It is never clear whether a bottoming process is developing or the price action is just a pause before anther leg lower. A bear flag and an early stage bullish reversal both look the same. It does not help that also at these points opinions become even more entrenched. Trying to see through the noise to the facts, price action, can get difficult. One good example of this is in Crude Oil.
The chart below shows a solid trend lower in Crude Oil since an early October high. And you can clearly see the 3 points where it paused for a couple of days before continuing lower. It is in another of these consolidation periods as we come to the close of the week.
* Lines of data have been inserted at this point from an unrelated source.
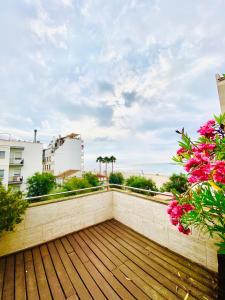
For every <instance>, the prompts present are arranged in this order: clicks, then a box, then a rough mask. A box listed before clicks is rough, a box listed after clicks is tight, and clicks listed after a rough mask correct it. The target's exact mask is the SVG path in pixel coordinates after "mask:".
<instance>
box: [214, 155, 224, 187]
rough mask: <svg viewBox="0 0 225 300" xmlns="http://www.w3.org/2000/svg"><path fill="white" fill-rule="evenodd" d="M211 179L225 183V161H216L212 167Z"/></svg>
mask: <svg viewBox="0 0 225 300" xmlns="http://www.w3.org/2000/svg"><path fill="white" fill-rule="evenodd" d="M213 179H214V181H216V182H220V183H224V184H225V161H217V162H216V163H215V165H214V169H213Z"/></svg>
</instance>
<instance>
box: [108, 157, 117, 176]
mask: <svg viewBox="0 0 225 300" xmlns="http://www.w3.org/2000/svg"><path fill="white" fill-rule="evenodd" d="M109 159H110V162H111V163H112V173H113V165H114V163H115V162H116V158H115V156H113V155H112V156H110V158H109Z"/></svg>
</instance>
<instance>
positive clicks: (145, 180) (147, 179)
mask: <svg viewBox="0 0 225 300" xmlns="http://www.w3.org/2000/svg"><path fill="white" fill-rule="evenodd" d="M126 185H128V186H132V187H135V188H139V189H144V190H152V191H157V187H156V184H155V182H154V181H153V180H152V179H147V178H145V177H143V176H130V177H129V178H128V179H127V181H126ZM137 192H138V193H141V194H148V192H142V191H137ZM151 195H154V194H153V193H151Z"/></svg>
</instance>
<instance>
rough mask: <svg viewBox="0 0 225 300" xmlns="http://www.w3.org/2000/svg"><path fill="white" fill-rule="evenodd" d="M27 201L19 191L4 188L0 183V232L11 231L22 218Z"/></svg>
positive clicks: (21, 193) (17, 223)
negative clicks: (14, 190) (23, 197)
mask: <svg viewBox="0 0 225 300" xmlns="http://www.w3.org/2000/svg"><path fill="white" fill-rule="evenodd" d="M27 206H28V202H27V201H26V200H25V199H23V195H22V193H21V192H19V191H17V192H13V191H12V190H11V189H9V190H6V189H5V188H4V187H3V186H2V185H0V233H1V232H3V231H12V230H13V229H14V227H15V225H16V224H18V223H20V222H21V221H22V220H23V218H22V215H23V214H24V212H25V210H26V208H27Z"/></svg>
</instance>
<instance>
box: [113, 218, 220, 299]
mask: <svg viewBox="0 0 225 300" xmlns="http://www.w3.org/2000/svg"><path fill="white" fill-rule="evenodd" d="M107 225H109V226H110V227H112V228H113V229H114V230H115V231H113V232H114V233H115V232H116V234H117V236H123V237H124V238H126V241H127V243H129V244H130V245H132V246H134V247H135V248H136V249H137V250H139V251H140V252H142V253H143V254H146V255H148V256H149V257H151V258H152V260H154V261H155V262H156V263H157V264H161V265H163V268H167V269H168V270H169V272H173V273H174V274H175V275H177V274H179V278H182V279H183V280H185V281H187V283H188V284H191V285H192V286H195V287H196V288H198V289H200V290H202V291H203V292H206V293H208V294H209V295H210V294H212V295H213V293H214V291H213V289H212V284H211V281H210V282H209V280H208V279H206V278H204V277H203V278H202V277H201V276H199V273H196V272H195V271H193V270H192V269H190V268H187V267H185V266H183V265H182V264H180V263H179V262H177V261H176V260H174V259H172V258H170V257H169V256H167V255H165V254H164V253H163V252H159V251H158V249H156V248H154V247H152V246H145V245H146V244H144V245H143V243H142V241H140V240H139V239H138V238H137V237H134V236H132V235H131V234H130V233H128V232H126V231H125V230H123V229H121V227H119V226H117V225H115V224H114V222H111V223H109V222H107ZM168 251H169V250H168ZM168 251H167V252H168ZM202 282H203V283H204V284H203V283H202ZM206 284H207V286H206ZM208 284H209V285H210V287H208Z"/></svg>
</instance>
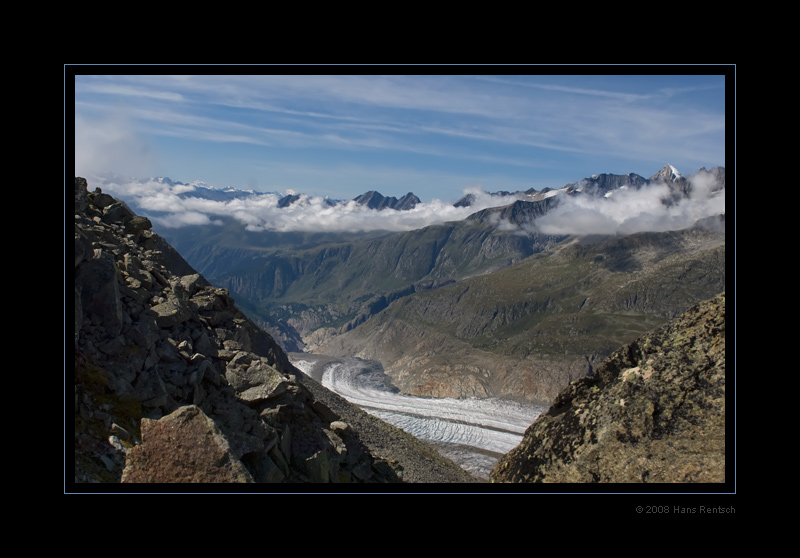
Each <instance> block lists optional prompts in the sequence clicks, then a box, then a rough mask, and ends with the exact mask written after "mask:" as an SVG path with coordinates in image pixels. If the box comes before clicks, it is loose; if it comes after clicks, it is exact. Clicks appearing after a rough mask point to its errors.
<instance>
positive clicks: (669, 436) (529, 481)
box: [490, 293, 725, 483]
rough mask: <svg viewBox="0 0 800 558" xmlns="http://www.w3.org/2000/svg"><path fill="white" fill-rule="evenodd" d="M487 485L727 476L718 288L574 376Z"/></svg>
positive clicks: (721, 333)
mask: <svg viewBox="0 0 800 558" xmlns="http://www.w3.org/2000/svg"><path fill="white" fill-rule="evenodd" d="M490 478H491V481H492V482H507V483H511V482H531V483H533V482H535V483H590V482H603V483H634V482H635V483H641V482H648V483H649V482H662V483H665V482H671V483H721V482H725V294H724V293H722V294H721V295H718V296H717V297H715V298H713V299H711V300H708V301H706V302H703V303H700V304H699V305H697V306H695V307H693V308H692V309H690V310H688V311H687V312H686V313H684V314H683V315H682V316H680V317H679V318H677V319H676V320H674V321H673V322H672V323H670V324H668V325H666V326H664V327H662V328H659V329H657V330H655V331H654V332H652V333H651V334H648V335H645V336H643V337H641V338H639V339H638V340H636V341H635V342H633V343H631V344H630V345H628V346H625V347H623V348H622V349H620V350H619V351H617V352H616V353H614V354H613V355H612V356H611V357H610V358H609V359H608V360H606V361H605V362H604V363H602V364H601V365H600V366H599V367H598V369H597V371H596V373H595V374H594V375H592V376H587V377H584V378H581V379H579V380H576V381H574V382H572V383H571V384H570V385H569V386H568V387H567V388H565V389H564V390H563V391H562V392H561V393H560V394H559V396H558V397H557V398H556V400H555V403H554V404H553V406H552V407H551V408H550V409H549V411H548V412H547V413H545V414H543V415H541V416H540V417H539V418H538V419H537V420H536V422H534V423H533V424H532V425H531V426H530V427H529V428H528V430H527V431H526V433H525V436H524V438H523V441H522V443H520V445H519V446H517V447H516V448H515V449H514V450H512V451H511V452H509V453H508V454H506V455H505V456H504V457H503V458H502V459H501V460H500V461H499V462H498V464H497V465H496V466H495V468H494V469H493V471H492V474H491V477H490Z"/></svg>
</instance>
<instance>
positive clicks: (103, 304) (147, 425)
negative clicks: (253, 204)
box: [67, 178, 475, 484]
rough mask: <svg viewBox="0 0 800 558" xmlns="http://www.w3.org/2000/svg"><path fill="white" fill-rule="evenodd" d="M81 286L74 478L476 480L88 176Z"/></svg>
mask: <svg viewBox="0 0 800 558" xmlns="http://www.w3.org/2000/svg"><path fill="white" fill-rule="evenodd" d="M74 297H75V298H74V301H75V317H74V319H75V321H74V326H75V329H74V350H75V369H74V404H75V417H74V426H75V447H74V468H75V470H74V480H75V482H76V483H92V484H94V483H119V482H122V483H125V484H128V483H215V484H217V483H254V482H255V483H310V482H313V483H337V484H350V483H400V482H474V480H475V479H473V478H472V477H471V476H470V475H469V474H467V473H466V472H465V471H463V470H462V469H461V468H459V467H458V466H457V465H455V464H454V463H453V462H451V461H449V460H447V459H445V458H443V457H442V456H441V455H439V454H438V453H437V452H436V451H435V450H433V449H432V448H430V447H428V446H427V445H425V444H423V443H421V442H420V441H419V440H416V439H414V438H413V437H412V436H410V435H408V434H407V433H405V432H402V431H400V430H399V429H397V428H394V427H392V426H390V425H388V424H386V423H384V422H382V421H380V420H378V419H376V418H375V417H373V416H371V415H367V414H366V413H365V412H363V411H362V410H360V409H358V408H357V407H355V406H353V405H351V404H349V403H347V402H346V401H344V400H342V399H341V398H340V397H338V396H336V395H335V394H333V393H331V392H329V391H328V390H327V389H325V388H323V387H321V386H319V385H318V384H317V383H316V382H315V381H314V380H312V379H311V378H308V377H305V376H304V375H303V374H302V373H301V372H300V371H299V370H297V369H296V368H295V367H294V366H293V365H292V364H291V363H290V362H289V359H288V357H287V355H286V353H285V352H284V351H283V350H282V349H281V347H280V346H279V345H278V344H277V343H275V341H274V340H273V339H272V337H270V336H269V335H268V334H267V333H265V332H264V331H263V330H261V329H260V328H259V327H257V326H256V325H255V324H254V323H253V322H252V321H251V320H250V319H249V318H248V317H247V316H245V315H244V314H243V313H242V312H241V311H240V310H239V309H238V307H237V306H236V305H235V303H234V301H233V299H231V297H230V296H229V293H228V292H227V291H226V290H225V289H222V288H219V287H214V286H212V285H211V284H210V283H209V282H208V281H206V280H205V278H203V276H201V275H200V274H198V273H196V272H195V271H194V269H192V268H191V267H190V266H189V265H188V264H187V263H186V262H185V261H184V260H183V259H182V258H181V256H180V255H179V254H178V253H177V252H175V251H174V250H173V249H172V248H171V246H170V245H169V244H167V243H166V242H165V241H164V240H163V239H162V238H161V237H159V236H158V235H156V234H154V233H153V232H152V230H151V223H150V221H149V220H148V219H146V218H143V217H140V216H137V215H135V214H133V213H132V212H131V211H130V210H129V209H128V208H127V207H126V206H125V205H124V204H122V203H120V202H118V201H117V200H116V199H114V198H113V197H112V196H110V195H108V194H105V193H102V192H101V191H99V190H95V191H93V192H89V191H88V190H87V183H86V181H85V180H84V179H81V178H76V179H75V294H74ZM69 461H70V460H69V459H67V462H69ZM68 477H69V475H68Z"/></svg>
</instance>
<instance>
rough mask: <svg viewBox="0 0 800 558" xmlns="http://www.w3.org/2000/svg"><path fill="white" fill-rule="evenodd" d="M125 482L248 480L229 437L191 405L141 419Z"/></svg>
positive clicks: (209, 482) (128, 453)
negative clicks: (229, 443) (137, 437)
mask: <svg viewBox="0 0 800 558" xmlns="http://www.w3.org/2000/svg"><path fill="white" fill-rule="evenodd" d="M122 482H124V483H141V482H146V483H251V482H253V477H252V476H251V475H250V472H249V471H248V470H247V469H246V468H245V466H244V465H243V464H242V462H241V461H239V459H238V458H237V457H236V455H234V453H233V452H232V451H231V448H230V445H229V444H228V440H227V439H226V438H225V436H224V435H223V434H222V431H221V430H220V429H219V427H217V425H216V424H215V423H214V421H213V420H211V419H210V418H209V417H208V416H206V414H205V413H203V411H202V410H201V409H200V408H199V407H196V406H194V405H187V406H184V407H180V408H179V409H178V410H177V411H175V412H173V413H172V414H170V415H167V416H166V417H163V418H161V419H159V420H149V419H143V420H142V443H141V444H140V445H137V446H136V447H134V448H133V449H131V450H130V451H129V452H128V456H127V461H126V465H125V470H124V471H123V473H122Z"/></svg>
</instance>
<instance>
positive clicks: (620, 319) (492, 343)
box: [317, 228, 725, 405]
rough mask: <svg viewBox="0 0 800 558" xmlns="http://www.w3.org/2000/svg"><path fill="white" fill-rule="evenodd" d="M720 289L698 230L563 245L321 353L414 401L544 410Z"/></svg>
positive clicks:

Will this be the reversal or is it just another pause before a move lower.
The bear case is easy to make. A trend is underway, momentum has faded as shown with the RSI and MACD in bearish ranges. And the price is now under its 200 day SMA. The case for a bottom is less easy but still compelling. Start with those momentum gauges at levels where Oil has bounced in June and August. Thursday’s price action also shows strength and buying all day, not the indecision of a doji candle the past consolidations have seen.
A bottom and reversal here would confirm the longer term uptrend is intact. It would make for a higher low to go along with the series and the series of higher highs. Friday may give the final answer. Or it may not. A trader could start a long position here using 66 as a stop loss. Or initiate a short using the 200 day SMA as the stop.